Während bei früheren Varianten die Lunge besonders gefährdet war, zeigt sich die Coronavirus-Infektion bei Omikron meist vor allem in den oberen Atemwegen. Doch das allein bedeutet nicht, dass das Risiko von Langzeitfolgen nach einer Infektion sinkt, warnt die deutsche Long-Covid-Expertin Jördis Frommhold, Chefärztin der Klinik Heiligendamm: Auch bei den anderen Varianten seien nicht nur Patientinnen und Patienten mit schwersten Akutverläufen von Langzeitfolgen betroffen gewesen. Auch bei diesen Varianten seien Personen an Long Covid erkrankt, die nur milde Akutverläufe gehabt haben.

Omikron-Spätfolgen: Keine Entwarnung

Es dauert bis zu drei Monate nach einer Infektion, bis man die Langzeitfolgen abschätzen kann, manchmal auch länger, sagt die Medizinerin. Echte Daten wird es voraussichtlich erst ab dem Frühjahr oder ab dem Sommer geben. Die Wahrscheinlichkeit, dass Long Covid auch hier ein Problem werden kann, ist jedoch hoch, vor allem, wenn man bedenkt, dass Long Covid eine Autoimmunerkrankung sein könnte: also dass sich im Zuge eines viralen Infekts nicht nur „gute“ Antikörper bilden, sondern auch Antikörper, die fehlgeleitet sind, und die sich gegen die körpereigenen Strukturen wenden, sogenannte Autoantikörper.

Für unseren Körper sei es dann ziemlich egal, ob der Kontakt zu dem Virus nur in den oberen Atemwegen stattfindet, oder ob auch tiefere Strukturen betroffen sind, so Jördis Frommhold. Sie warnt davor, einfach zu sagen: „Omikron macht ohnehin nur einen leichten Akutverlauf, wunderbar.“ Möglicherweise füllen sich die Krankenhäuser nicht so massiv wie bei den anderen Wellen, aber jetzt schon Entwarnung zu geben, was die Spätfolgen anbelangt, hält die Ärztin für verfrüht.

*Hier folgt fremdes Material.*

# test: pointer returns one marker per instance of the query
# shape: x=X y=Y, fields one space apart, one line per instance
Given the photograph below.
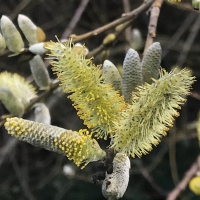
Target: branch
x=125 y=17
x=75 y=18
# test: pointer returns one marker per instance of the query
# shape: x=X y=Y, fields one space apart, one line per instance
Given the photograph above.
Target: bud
x=80 y=49
x=151 y=62
x=132 y=74
x=38 y=48
x=42 y=114
x=32 y=33
x=115 y=184
x=111 y=75
x=11 y=35
x=40 y=73
x=137 y=41
x=11 y=102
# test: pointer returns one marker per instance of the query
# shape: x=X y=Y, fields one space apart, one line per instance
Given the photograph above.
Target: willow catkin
x=115 y=184
x=77 y=146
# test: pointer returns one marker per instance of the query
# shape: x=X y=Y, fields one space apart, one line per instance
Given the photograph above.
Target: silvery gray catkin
x=111 y=75
x=132 y=74
x=115 y=184
x=40 y=73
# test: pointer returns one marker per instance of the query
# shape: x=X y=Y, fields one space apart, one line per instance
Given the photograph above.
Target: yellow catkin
x=97 y=104
x=77 y=146
x=151 y=112
x=194 y=185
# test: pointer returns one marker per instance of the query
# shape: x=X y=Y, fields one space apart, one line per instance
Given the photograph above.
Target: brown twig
x=183 y=183
x=155 y=12
x=126 y=17
x=172 y=155
x=75 y=19
x=128 y=37
x=19 y=8
x=102 y=47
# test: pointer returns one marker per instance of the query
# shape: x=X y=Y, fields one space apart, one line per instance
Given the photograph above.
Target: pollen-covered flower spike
x=2 y=43
x=32 y=33
x=15 y=93
x=151 y=112
x=132 y=74
x=11 y=35
x=115 y=184
x=40 y=73
x=151 y=62
x=97 y=104
x=111 y=75
x=77 y=146
x=194 y=185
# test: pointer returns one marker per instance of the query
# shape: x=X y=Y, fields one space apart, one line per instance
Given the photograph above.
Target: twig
x=184 y=182
x=7 y=149
x=75 y=19
x=155 y=12
x=19 y=8
x=128 y=37
x=188 y=43
x=126 y=17
x=102 y=47
x=172 y=155
x=22 y=181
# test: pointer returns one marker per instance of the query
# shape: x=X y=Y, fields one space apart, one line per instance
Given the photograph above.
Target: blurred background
x=30 y=173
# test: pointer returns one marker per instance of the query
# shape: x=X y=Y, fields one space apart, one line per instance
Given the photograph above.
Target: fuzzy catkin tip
x=77 y=146
x=151 y=112
x=97 y=104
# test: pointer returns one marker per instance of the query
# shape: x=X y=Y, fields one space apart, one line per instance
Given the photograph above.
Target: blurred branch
x=180 y=31
x=7 y=149
x=172 y=155
x=184 y=182
x=102 y=47
x=188 y=43
x=149 y=178
x=155 y=12
x=128 y=36
x=125 y=17
x=22 y=180
x=19 y=8
x=75 y=19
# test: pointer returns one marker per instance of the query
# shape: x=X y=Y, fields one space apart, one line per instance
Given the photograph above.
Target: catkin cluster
x=77 y=146
x=97 y=104
x=151 y=112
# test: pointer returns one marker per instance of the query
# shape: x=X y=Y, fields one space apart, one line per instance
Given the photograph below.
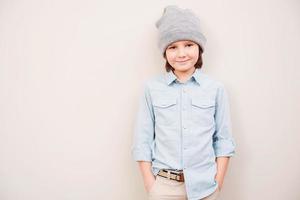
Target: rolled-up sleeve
x=143 y=129
x=223 y=142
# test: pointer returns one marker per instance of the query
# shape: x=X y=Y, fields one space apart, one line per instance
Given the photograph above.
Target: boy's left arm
x=223 y=142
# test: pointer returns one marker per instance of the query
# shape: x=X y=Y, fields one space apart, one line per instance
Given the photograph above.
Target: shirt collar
x=171 y=77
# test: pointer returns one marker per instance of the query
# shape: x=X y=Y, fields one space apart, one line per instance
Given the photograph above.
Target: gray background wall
x=70 y=78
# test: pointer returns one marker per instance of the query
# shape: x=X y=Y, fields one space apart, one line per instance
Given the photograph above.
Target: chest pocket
x=165 y=110
x=203 y=111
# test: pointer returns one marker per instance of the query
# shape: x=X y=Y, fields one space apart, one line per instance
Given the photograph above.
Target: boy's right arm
x=144 y=138
x=148 y=177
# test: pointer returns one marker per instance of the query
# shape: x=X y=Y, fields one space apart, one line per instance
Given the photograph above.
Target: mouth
x=183 y=61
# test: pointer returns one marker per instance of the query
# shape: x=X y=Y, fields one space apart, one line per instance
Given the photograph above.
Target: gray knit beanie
x=178 y=24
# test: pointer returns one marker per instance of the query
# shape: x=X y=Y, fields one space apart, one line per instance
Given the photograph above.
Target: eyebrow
x=189 y=42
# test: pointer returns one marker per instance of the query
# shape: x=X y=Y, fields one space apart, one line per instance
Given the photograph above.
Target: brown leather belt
x=172 y=174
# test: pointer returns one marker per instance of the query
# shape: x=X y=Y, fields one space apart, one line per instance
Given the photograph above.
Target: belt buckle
x=169 y=174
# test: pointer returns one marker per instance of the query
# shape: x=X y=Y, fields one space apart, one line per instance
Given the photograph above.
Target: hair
x=197 y=65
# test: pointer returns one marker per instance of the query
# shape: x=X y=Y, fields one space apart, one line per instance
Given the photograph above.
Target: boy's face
x=182 y=55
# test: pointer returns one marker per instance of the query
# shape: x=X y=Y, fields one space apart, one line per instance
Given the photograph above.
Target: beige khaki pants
x=166 y=189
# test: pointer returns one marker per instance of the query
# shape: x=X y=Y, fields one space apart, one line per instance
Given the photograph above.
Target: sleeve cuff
x=141 y=155
x=224 y=147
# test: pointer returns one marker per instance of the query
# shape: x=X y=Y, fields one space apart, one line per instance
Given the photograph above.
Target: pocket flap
x=203 y=103
x=164 y=102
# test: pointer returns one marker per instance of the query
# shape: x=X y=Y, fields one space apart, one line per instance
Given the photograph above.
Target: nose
x=181 y=52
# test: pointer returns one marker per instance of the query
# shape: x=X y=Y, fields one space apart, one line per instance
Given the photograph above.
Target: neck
x=183 y=76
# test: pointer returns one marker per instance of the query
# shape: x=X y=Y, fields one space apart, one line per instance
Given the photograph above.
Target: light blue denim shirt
x=184 y=126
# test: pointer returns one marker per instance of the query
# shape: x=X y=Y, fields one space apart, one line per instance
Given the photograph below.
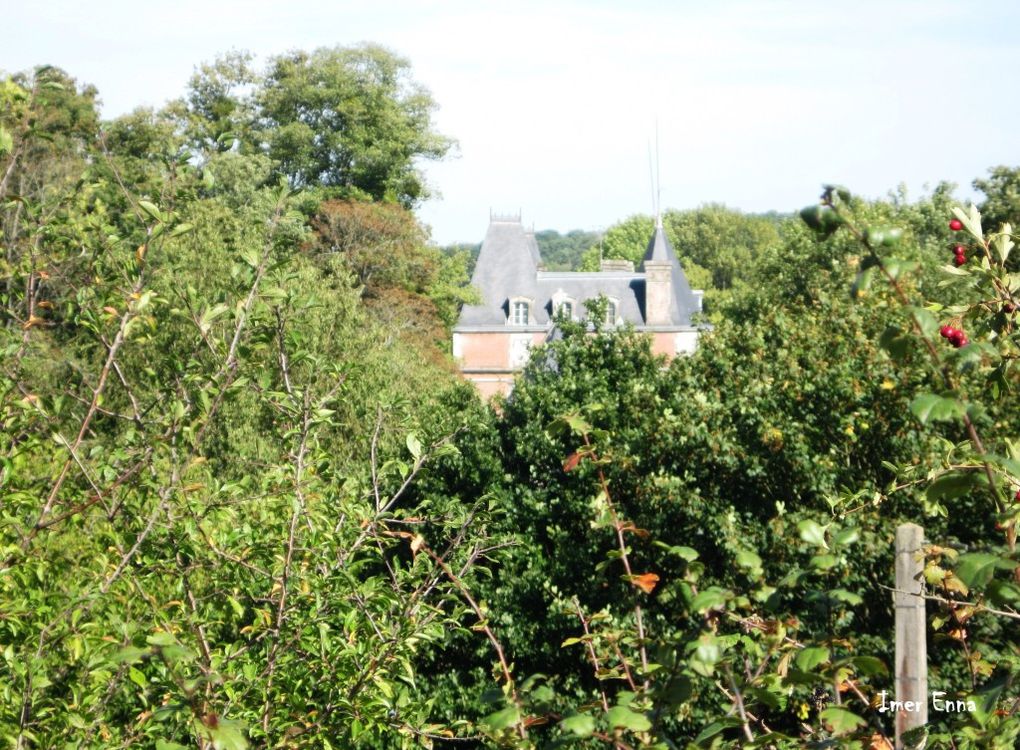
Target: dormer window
x=562 y=304
x=520 y=312
x=611 y=312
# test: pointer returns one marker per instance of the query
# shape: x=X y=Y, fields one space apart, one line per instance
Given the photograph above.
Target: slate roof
x=509 y=265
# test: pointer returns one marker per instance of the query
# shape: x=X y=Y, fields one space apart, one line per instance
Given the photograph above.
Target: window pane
x=519 y=316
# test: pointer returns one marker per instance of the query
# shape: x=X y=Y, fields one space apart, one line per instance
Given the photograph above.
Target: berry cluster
x=955 y=336
x=959 y=255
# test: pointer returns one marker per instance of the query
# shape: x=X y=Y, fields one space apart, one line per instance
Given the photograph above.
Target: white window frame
x=512 y=318
x=613 y=306
x=562 y=298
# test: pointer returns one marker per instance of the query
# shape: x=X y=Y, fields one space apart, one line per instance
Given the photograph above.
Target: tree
x=350 y=118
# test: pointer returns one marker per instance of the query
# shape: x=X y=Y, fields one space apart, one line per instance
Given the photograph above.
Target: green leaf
x=501 y=719
x=138 y=678
x=812 y=216
x=929 y=407
x=848 y=597
x=839 y=720
x=748 y=559
x=896 y=343
x=882 y=236
x=130 y=655
x=227 y=736
x=971 y=220
x=623 y=717
x=1003 y=242
x=953 y=485
x=813 y=533
x=924 y=318
x=823 y=562
x=869 y=665
x=686 y=553
x=714 y=729
x=580 y=725
x=976 y=568
x=151 y=209
x=711 y=598
x=161 y=639
x=181 y=229
x=811 y=657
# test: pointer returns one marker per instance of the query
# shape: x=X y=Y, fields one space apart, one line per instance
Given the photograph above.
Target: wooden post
x=911 y=646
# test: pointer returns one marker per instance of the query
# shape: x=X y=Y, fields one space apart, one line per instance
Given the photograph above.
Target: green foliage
x=348 y=117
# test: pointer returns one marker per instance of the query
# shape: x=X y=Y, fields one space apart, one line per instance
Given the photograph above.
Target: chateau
x=520 y=300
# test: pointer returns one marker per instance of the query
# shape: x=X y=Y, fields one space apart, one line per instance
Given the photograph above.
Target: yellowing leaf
x=646 y=582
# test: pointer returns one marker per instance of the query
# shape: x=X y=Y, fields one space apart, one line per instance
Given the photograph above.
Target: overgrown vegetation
x=247 y=502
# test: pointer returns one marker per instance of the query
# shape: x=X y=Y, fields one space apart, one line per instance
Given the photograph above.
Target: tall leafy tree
x=349 y=117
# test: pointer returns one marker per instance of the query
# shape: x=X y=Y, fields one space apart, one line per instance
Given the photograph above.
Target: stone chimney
x=658 y=292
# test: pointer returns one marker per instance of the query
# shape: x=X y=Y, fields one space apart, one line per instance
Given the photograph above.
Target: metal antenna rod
x=658 y=181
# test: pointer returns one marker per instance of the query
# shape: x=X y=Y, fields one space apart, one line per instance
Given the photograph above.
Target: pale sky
x=554 y=103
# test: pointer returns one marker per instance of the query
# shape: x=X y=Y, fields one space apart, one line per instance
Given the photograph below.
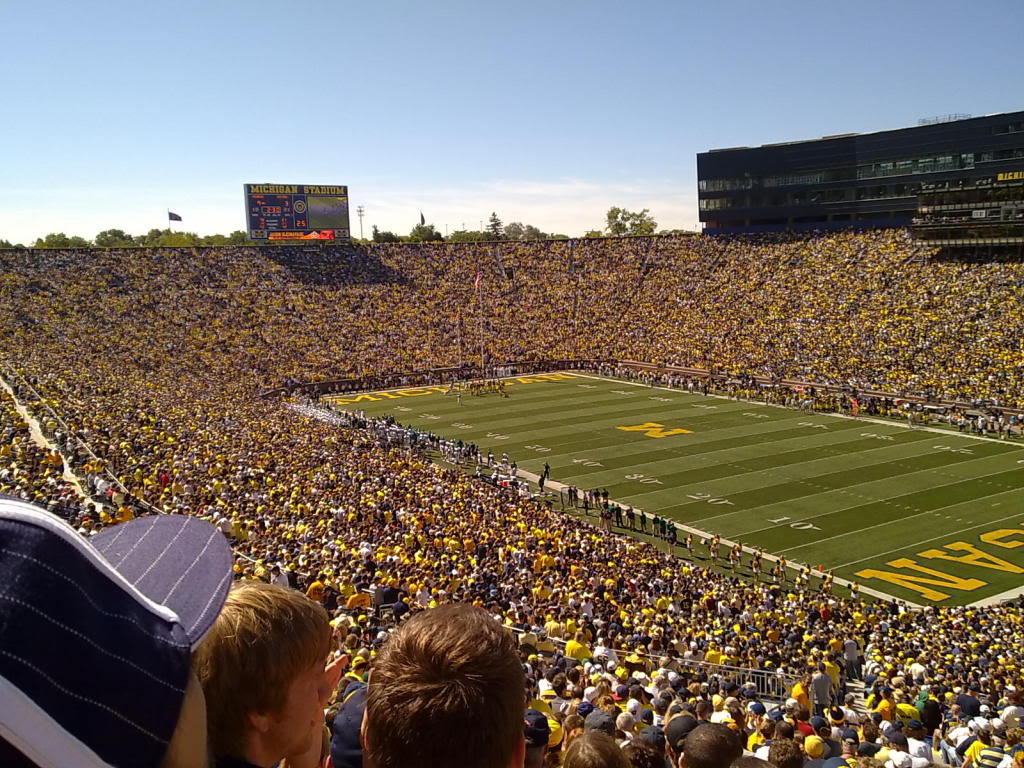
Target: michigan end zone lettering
x=421 y=391
x=934 y=585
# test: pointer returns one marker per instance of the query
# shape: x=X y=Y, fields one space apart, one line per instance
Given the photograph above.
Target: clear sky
x=548 y=113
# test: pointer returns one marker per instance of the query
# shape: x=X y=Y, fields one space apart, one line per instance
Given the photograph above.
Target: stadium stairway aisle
x=36 y=430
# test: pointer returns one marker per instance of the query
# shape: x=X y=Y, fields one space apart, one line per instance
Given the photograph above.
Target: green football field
x=923 y=515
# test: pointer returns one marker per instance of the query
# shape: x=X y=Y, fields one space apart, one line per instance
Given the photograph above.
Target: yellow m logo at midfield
x=650 y=429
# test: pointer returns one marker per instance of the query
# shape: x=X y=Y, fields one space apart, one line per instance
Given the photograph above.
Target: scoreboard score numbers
x=297 y=211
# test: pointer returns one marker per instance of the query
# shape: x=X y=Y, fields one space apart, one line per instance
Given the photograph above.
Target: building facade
x=852 y=180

Hinweise: Impfung kann Long-Covid-Risiko verringern

Doch wie könnte man Long Covid überhaupt verhindern? Erste Studien aus Grossbritannien und aus Israel deuten darauf hin, dass geimpfte Personen seltener betroffen sind. Selbst im Fall einer Durchbruchsinfektion zeige sich, dass das Risiko für Spätfolgen deutlich reduziert ist, und zwar um fast siebzig Prozent, sagt Frommhold. Allerdings gibt es auch vereinzelt Hinweise, dass durch die Impfung in seltenen Fällen Long Covid ausgelöst werden kann.

Sich an die eigene Belastungsgrenze herantasten

Die Behandlung von Long Covid ist derzeit noch schwierig. Es gibt verschiedene Ansätze wie Pacing, also langsames Trainieren nicht über die Belastungsgrenze hinaus. Wichtig wäre, möglichst schnell mit der Therapie zu beginnen. Das heißt nicht, dass jeder Patient, jede Patientin mit Long Covid in einer stationären Rehaeinrichtung behandelt werden muss, aber: Man könne auch ambulant einiges tun – wenn die strukturellen Gegebenheiten das zulassen. Doch genau hier liegt für viele das Problem, denn es gibt zu wenige Ansprechstellen für Betroffene, und viele müssen Monate auf einen Behandlungstermin warten.